According to the philosopher, now interest towards dissidence and Stalinism among youth is increasing, and a new generation of dissidents is forming. Of course, the world is different, globalized, without USSR. Nevertheless, Michel has been traveling round the world for three years and met with people, who were peacefully and individually protesting against dictatorship.
- Of course, new dissidents are very different from the historical ones, and no one can say that they are dissidents. My friend Zoya Svetova, a Moscow-based journalist, said that the dissident should be behind bars, and if (s)he not, (s)he is not a dissident. The dissidents of former times didn’t like to be called like that: they didn’t like to be heroes, and saw themselves as people who sometimes allow themselves to behave with dignity, - the speaker said.
Another difference between the dissidents of the past from today’s dissidents is that the former went to demonstrations a lot. And today there are many other ways to show disagreement with the government apart from demonstrations.
- I met a former dissident who became a symbol of the new dissidence – Mustafa Cemilev, the spiritual leader of the Crimean Tatars. His own son is held in captivity in Russia.
According to Michel Elchaninov’s definition a dissident doesn’t use violence and acts peacefully, on his or her own behalf, doesn’t hide and is not subject to any organization.
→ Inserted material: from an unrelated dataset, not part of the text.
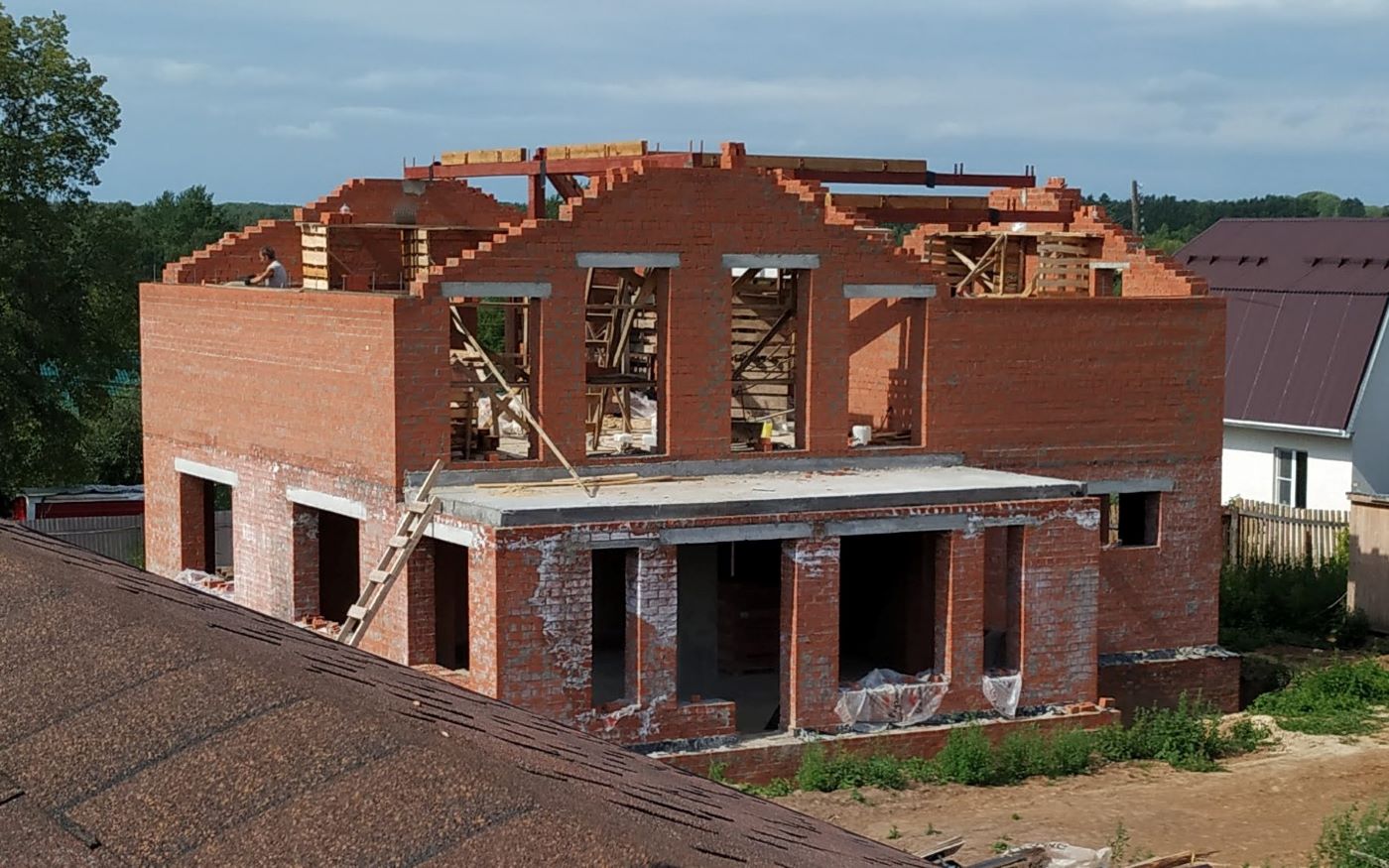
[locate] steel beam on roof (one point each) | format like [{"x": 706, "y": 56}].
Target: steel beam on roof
[{"x": 964, "y": 215}]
New dissidents are sometimes not political. They are not only attending demonstrations, but also work for the establishment of the civil society. This is what Michel saw in Minsk - not only protests, but work with culture, Belarusian language, protection of the rights of workers, women and minorities. For the civil society to appear one needs to read, discuss, and create alternative platforms.
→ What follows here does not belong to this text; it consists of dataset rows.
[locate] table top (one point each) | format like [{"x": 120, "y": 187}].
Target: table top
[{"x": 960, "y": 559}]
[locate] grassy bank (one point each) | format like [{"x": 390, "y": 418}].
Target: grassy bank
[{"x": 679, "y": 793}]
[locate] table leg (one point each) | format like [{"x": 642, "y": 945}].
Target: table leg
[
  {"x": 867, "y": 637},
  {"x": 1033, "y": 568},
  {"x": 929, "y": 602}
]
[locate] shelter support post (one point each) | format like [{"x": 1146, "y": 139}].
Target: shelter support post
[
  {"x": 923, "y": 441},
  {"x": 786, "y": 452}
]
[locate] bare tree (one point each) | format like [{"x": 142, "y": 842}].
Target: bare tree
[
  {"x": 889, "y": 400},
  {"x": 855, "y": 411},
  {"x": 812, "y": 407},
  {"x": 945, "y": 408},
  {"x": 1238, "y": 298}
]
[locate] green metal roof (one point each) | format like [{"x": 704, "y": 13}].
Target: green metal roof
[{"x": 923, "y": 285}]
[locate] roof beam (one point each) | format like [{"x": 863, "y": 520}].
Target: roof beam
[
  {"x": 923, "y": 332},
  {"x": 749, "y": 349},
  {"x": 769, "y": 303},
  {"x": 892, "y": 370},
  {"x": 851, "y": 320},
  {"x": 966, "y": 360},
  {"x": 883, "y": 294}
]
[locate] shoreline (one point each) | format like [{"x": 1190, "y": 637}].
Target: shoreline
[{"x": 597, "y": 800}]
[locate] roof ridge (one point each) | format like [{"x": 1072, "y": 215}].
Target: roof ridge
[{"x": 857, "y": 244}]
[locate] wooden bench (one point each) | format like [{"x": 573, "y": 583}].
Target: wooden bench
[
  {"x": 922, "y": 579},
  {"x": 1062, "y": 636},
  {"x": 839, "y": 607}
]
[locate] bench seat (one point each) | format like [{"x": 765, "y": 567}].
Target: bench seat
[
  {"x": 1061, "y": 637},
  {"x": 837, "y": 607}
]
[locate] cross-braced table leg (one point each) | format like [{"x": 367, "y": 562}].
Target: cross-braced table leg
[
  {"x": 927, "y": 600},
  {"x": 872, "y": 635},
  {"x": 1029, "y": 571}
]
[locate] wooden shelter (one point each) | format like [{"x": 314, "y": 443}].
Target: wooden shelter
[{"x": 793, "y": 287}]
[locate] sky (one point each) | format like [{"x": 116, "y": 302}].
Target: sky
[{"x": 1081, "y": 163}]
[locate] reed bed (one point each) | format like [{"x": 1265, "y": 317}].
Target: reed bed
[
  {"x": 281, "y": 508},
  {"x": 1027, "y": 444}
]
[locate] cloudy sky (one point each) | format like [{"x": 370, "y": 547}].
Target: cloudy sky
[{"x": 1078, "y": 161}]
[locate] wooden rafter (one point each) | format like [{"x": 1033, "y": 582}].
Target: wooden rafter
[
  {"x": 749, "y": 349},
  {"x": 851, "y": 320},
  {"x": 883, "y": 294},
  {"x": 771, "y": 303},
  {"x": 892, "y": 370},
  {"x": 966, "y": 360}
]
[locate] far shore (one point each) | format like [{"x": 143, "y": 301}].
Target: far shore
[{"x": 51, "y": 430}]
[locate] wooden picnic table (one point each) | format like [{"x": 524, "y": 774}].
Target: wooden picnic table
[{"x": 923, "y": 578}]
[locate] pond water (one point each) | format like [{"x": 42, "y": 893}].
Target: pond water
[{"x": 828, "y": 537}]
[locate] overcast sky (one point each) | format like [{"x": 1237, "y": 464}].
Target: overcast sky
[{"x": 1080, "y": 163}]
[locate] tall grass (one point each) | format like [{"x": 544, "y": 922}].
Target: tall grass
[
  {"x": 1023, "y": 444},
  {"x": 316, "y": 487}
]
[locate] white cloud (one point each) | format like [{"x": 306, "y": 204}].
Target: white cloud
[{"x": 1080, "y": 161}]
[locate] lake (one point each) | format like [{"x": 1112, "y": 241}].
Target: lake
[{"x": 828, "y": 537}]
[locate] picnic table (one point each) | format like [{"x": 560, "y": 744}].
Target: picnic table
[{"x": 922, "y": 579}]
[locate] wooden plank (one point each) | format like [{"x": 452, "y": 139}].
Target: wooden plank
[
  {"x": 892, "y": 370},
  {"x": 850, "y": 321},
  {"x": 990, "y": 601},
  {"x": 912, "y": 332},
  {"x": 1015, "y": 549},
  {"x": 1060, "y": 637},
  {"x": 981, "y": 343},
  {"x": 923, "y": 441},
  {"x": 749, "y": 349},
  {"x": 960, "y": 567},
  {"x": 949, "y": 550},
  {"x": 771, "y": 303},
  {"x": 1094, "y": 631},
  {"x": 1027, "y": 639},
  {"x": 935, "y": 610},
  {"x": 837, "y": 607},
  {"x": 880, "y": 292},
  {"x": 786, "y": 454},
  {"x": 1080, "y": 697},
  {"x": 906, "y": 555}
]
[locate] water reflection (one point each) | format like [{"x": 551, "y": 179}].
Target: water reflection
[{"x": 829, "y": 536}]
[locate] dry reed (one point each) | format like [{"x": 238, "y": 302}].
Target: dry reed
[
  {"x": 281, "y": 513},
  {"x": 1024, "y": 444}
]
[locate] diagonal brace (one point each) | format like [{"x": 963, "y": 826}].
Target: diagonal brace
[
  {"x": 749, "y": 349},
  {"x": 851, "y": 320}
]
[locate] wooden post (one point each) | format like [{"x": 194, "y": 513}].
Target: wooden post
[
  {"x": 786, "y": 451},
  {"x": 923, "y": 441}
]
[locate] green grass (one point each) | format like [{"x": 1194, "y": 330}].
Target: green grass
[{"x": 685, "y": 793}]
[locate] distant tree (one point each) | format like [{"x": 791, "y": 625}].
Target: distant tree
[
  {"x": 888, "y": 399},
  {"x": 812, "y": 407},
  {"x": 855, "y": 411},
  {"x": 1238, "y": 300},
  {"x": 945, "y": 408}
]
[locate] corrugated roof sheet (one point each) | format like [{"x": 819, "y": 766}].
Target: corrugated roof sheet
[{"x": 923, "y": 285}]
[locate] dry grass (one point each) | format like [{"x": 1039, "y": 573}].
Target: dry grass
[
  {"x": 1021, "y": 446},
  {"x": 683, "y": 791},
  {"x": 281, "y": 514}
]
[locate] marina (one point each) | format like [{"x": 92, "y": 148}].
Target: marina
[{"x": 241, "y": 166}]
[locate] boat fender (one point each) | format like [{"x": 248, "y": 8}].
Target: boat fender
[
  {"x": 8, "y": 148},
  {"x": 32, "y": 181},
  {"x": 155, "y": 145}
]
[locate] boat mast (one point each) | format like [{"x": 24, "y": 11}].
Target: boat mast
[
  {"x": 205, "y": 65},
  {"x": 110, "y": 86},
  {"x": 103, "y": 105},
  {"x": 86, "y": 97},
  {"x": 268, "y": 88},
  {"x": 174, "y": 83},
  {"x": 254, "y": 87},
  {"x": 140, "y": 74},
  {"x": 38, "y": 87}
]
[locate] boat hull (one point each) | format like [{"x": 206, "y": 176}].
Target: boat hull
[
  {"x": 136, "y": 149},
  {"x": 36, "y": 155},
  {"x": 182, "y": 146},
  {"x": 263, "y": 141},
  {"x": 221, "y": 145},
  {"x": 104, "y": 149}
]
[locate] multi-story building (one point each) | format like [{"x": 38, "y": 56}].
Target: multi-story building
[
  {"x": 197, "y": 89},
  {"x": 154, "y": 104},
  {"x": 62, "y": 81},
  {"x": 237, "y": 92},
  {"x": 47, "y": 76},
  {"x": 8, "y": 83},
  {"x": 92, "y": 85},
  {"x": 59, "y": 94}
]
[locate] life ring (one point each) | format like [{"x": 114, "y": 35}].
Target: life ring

“U” gallery curator Hanna Chystaserdava told about one of such platforms.
- The very environment has moulded our work. Our first gallery “Padzemka” (Belarusian "Underground") opened in 2004 has appeared in virtually sterile cultural space. For us it was important to show the potential, which is appreciated abroad – and now in the country - because people are the main wealth of Belarus.
The poet Dzmitry Strotsau, who works with Belarus’ literary heritage, said that he grew up in a totally Soviet family, but in the early 80s he got in the circle of Kim Hadeev – a well-known known Minsk non-conformist. As a student of the Philological Faculty at BSU in 1949, at one of the Komsomol sessions Kim Hadeev dared to call for Stalin’s assassination and the overthrow of the Communist Party of the Soviet Union.
- When I came into his circle, it was a strange environment, a truly free space for information and communication. Of course, no one called himself a dissident. But there were a lot of such people from a lot of different areas.
Dissidence led an Orthodox priest Alexander Shramko to the church.
- I wasn’t hiding my views and could not agree with what was happening. The church was to some extent a sanctuary of spiritual freedom that was untouched by the communist ideology.
The meeting touched upon the topic of modern Russia and, in particular, its President Vladimir Putin, the main character of one of Michel’s books. According to him, the Kremlin's ideology now has a great success in France in connection with the crisis of the European Union. The country is waiting for new terrorist attacks – and there probably will be some, so now a "strong temptation to lean to Putinism exists."